Schillers Erinnerungen sind sehr persönlich. Dieser Intimität stehen die historischen und politischen Einschübe gegenüber. Auch die politischen Debatten auf Kuba oder die Repression gegen die Bevölkerung während der Militärdiktatur in Uruguay. Bisweilen hätten diese kurzen Exkurse länger und abgerundeter sein können. Zusammen jedoch ermöglichen sie ein komplexes Bild der sozialen und politischen Umstände, unter denen Schiller gelebt hat.
Am Ende steht das letzte und nicht minder schwierige Thema – die Rückkehr. Ist sie überhaupt möglich? Können alte Beziehungen wieder geknüpft werden und neue entstehen? Und vor allem: Enden nun endlich Fremdheit und Sprachlosigkeit?
Margrit Schiller ist vor acht Jahren den Weg in ein verändertes Deutschland zurückgegangen. Sie hat ihrer Vergangenheit nicht abgeschworen und hat fast zwei Jahrzehnte Exil mit sich gebracht. Das Schreiben hat ihr das Sprechen erhalten. Noch in Kuba begann sie mit den ersten Aufzeichnungen, die mehrere Jahre später in ihrem ersten Buch Es war ein harter Kampf um meine Erinnerung. Ein Lebensbericht aus der RAF von 1999 veröffentlicht wurden. Schillers neues Buch schließt an diese Erinnerungen an. Sie endet mit den Worten einer Freundin zu einer der wesentlichen Erfahrung ihrer Geschichte: „Exil hört nie auf.“

Margrit Schiller // So siehst du gar nicht aus! Eine autobiografische Erzählung über Exil in Kuba und Uruguay.

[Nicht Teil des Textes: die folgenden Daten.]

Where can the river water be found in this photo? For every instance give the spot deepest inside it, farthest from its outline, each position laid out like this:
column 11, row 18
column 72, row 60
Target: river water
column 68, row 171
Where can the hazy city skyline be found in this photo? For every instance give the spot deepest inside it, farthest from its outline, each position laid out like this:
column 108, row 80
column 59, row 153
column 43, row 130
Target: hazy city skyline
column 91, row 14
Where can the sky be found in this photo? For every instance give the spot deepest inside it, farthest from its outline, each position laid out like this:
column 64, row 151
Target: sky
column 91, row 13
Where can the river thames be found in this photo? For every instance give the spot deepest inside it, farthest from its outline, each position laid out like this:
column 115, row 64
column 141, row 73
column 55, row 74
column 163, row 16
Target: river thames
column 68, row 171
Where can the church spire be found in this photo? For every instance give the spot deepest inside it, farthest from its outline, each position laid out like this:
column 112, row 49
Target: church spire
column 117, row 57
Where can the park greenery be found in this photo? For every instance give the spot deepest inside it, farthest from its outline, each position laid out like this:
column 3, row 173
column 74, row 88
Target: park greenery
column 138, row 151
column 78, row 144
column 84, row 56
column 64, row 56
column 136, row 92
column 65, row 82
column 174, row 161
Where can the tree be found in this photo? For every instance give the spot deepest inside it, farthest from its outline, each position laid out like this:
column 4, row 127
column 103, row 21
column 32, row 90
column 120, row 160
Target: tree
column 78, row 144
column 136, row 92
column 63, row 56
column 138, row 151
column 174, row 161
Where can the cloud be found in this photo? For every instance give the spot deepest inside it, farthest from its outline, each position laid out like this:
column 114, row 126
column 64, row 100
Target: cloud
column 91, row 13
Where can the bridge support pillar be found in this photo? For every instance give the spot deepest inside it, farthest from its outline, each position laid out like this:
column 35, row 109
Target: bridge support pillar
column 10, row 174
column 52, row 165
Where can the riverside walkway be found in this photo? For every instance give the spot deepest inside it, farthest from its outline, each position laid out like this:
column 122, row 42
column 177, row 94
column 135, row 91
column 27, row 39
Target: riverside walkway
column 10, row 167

Mit einem Vorwort von John Holloway // Assoziation A // Berlin Hamburg 2011 // 172 Seiten // 16 Euro

Trotzkis Schrei im Ohr

Ohrenbetäubend erschallt der Schrei am 20. August 1940 durch den Innenhof. Vergeblich wehrt sich der von Stalin zum Tode Verurteilte Lew Dawidowitsch alias Leo Trotzki gegen sein vorgezeichnetes Schicksal. Ein Schrei, ein Biss in jene Hand, die ihm soeben einen Eispickel in den Schädel geschlagen hat, zu mehr reicht die Kraft nicht aus. Trotzkis mühevoll vorgebrachte Worte an seine Wachleute, dass sein Mörder „reden“ müsse, retten diesem das Leben. Am folgenden Tag stirbt Trotzki an den Folgen des Attentats, sein Mörder wird in Mexiko zu 20 Jahren Haft verurteilt.

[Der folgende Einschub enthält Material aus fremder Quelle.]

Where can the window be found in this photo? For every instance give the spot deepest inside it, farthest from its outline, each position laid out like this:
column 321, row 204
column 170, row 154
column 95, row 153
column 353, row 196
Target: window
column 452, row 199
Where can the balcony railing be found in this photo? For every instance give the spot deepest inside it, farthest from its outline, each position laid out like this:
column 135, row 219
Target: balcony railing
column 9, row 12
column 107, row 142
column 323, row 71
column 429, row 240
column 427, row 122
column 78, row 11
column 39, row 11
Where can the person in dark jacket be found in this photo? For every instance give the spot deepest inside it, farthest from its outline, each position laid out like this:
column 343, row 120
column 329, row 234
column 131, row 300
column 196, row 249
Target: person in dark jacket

In seinem neusten Roman Der Mann, der Hunde liebte erzählt der kubanische Schriftsteller Leonardo Padura in drei Erzählsträngen die Geschichte der Ermordung Trotzkis aus den Perspektiven von Mörder und Ermordetem. Damit begibt sich Padura, hierzulande bisher vor allem durch seine exzellenten gesellschaftskritischen Krimis um den kubanischen Teniente und späteren Antiquar Mario Conde bekannt, auf die Spuren eines im Realsozialismus links liegen gelassenen Mannes. Schon Trotzkis Lebensgeschichte alleine böte genügend Stoff für eine große Erzählung: erfolgreicher Revolutionär, Begründer der roten Armee, aber auch Blockierer einer möglicherweise demokratischen Entwicklung durch die Niederschlagung des Kronstädter Matrosenaufstandes, schließlich der verlorene Machtkampf mit Stalin und der erzwungene Gang ins Exil.
Im ersten Strang erzählt Padura aus Trotzkis Leben vom Zeitpunkt seiner Verbannung nach Alma-Ata bis zu seiner Ermordung in Mexiko. Nach Zwischenstationen in der Türkei, Frankreich und Norwegen wird Trotzki in Mexiko zunächst von den Maler_innen Frida Kahlo und Diego Rivera im blauen Haus in Coyoacán aufgenommen. Immer wieder spürt er den Atem Stalins im Nacken, der ihn aber noch als Verkörperung der Konterrevolution braucht, um seine Macht zu festigen. Trotzki selbst bleibt daher zunächst am Leben, viele seiner Genoss_innen fallen in unterschiedlichen Ländern jedoch Attentaten zum Opfer. Währenddessen laufen in Moskau Schauprozesse gegen vermeintliche Trotzki-Anhänger_innen, die immer heftiger ausarten.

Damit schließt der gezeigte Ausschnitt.